Son histoire
Saint Jean Baptiste de Grenelle est la plus ancienne paroisse du 15ème arrondissement
La vaste plaine de Grenelle, habitée dès la préhistoire, comme en témoignent les vestiges découverts en 1866 dans une sablière, tenait son nom de la nature même de ce sol sablonneux, propice aux terriers à lapins. Par déformations successives, le nom de garenne devait devenir en définitive "grenelle".
Le territoire dépendait de l’abbaye Sainte-Geneviève-du-Mont. Pendant de nombreux siècles, il connut bine des vicissitudes, tour à tour terrain de promenades, d’exercices militaires, puis de cultures, où Parmentier planta sa première pomme de terre. Avec la Révolution, la vie de l’illustre abbaye se termine.
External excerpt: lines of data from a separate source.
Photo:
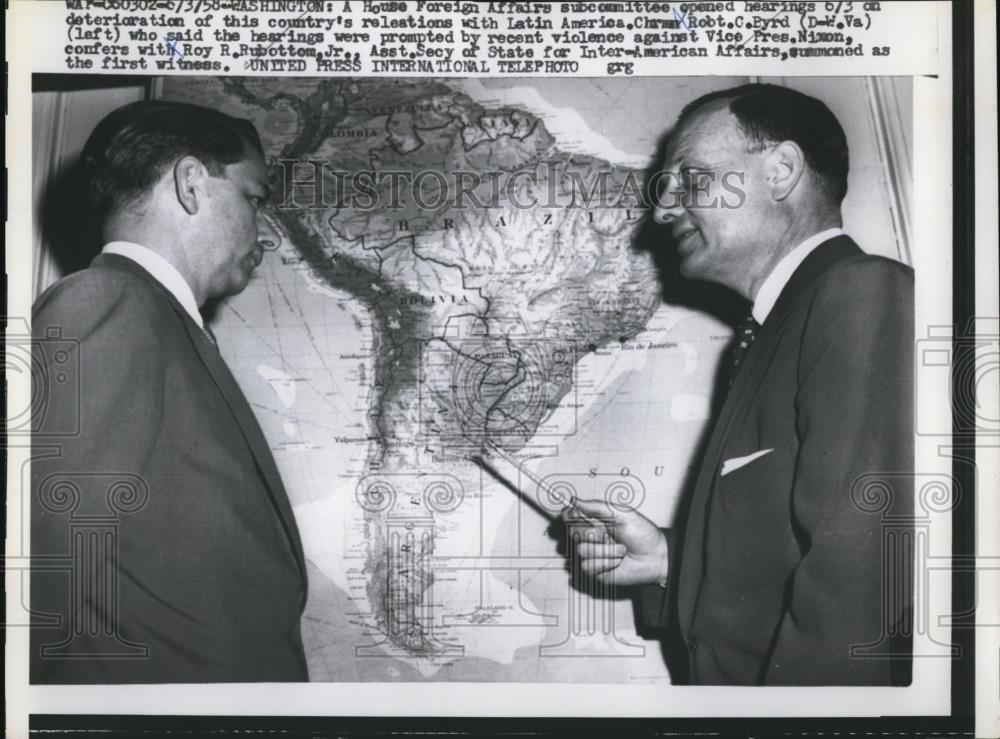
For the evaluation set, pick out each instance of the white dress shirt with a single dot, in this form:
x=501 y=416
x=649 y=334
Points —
x=775 y=282
x=162 y=271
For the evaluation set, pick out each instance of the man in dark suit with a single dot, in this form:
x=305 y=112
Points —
x=163 y=542
x=791 y=567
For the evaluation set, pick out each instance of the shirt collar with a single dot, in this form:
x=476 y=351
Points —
x=162 y=271
x=775 y=282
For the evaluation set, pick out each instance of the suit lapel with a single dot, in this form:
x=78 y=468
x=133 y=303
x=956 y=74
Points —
x=749 y=378
x=235 y=399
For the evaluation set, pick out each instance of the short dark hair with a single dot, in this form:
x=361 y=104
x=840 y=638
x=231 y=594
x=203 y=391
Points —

La plaine de Grenelle et ses propriétés, de près de 100 hectares, comprises entre Vaugirard et la Seine, Issy et Paris, deviennent biens nationaux.
En 1796, un administrateur des Domaines, M. César Ginoux, s’en porte acquéreur et l’afferme à un agriculteur, M. de Frémicourt. le 15 mai 1824, ce dernier revend le terrain à M. Jean-Baptiste Léonard Violet, conseiller municipal de Vaugirard et entrepreneur de construction, qui s’associe à M. Letellier pour créer le lotissement de "Beaugrenelle", avec tout ce qui est nécessaire à un nouveau village : voirie, pont sur la Seine, port, gare, marché, théâtre ; seule manque une église.
En 1825, l’église St Lambert de Vaugirard ne suffisant plus à accueillir le nombre croissant des paroissiens, le Conseil municipal de Vaugirard décide d’en construire une dans le hameau de Grenelle, qui sera érigé en commune par une ordonnance du roi Louis-Philippe du 23 octobre 1830. M. Jean-Baptiste Léonard Violet propose alors de financer les travaux, en contrepartie de l’autorisation d’ouvrir sur la place un marché dont les profits iront à sa société. L’église, qui porte l’un de ses prénoms, sera bâtie en 1827 par la Compagnie des Entrepreneurs, sous la direction de l’architecte Bontat.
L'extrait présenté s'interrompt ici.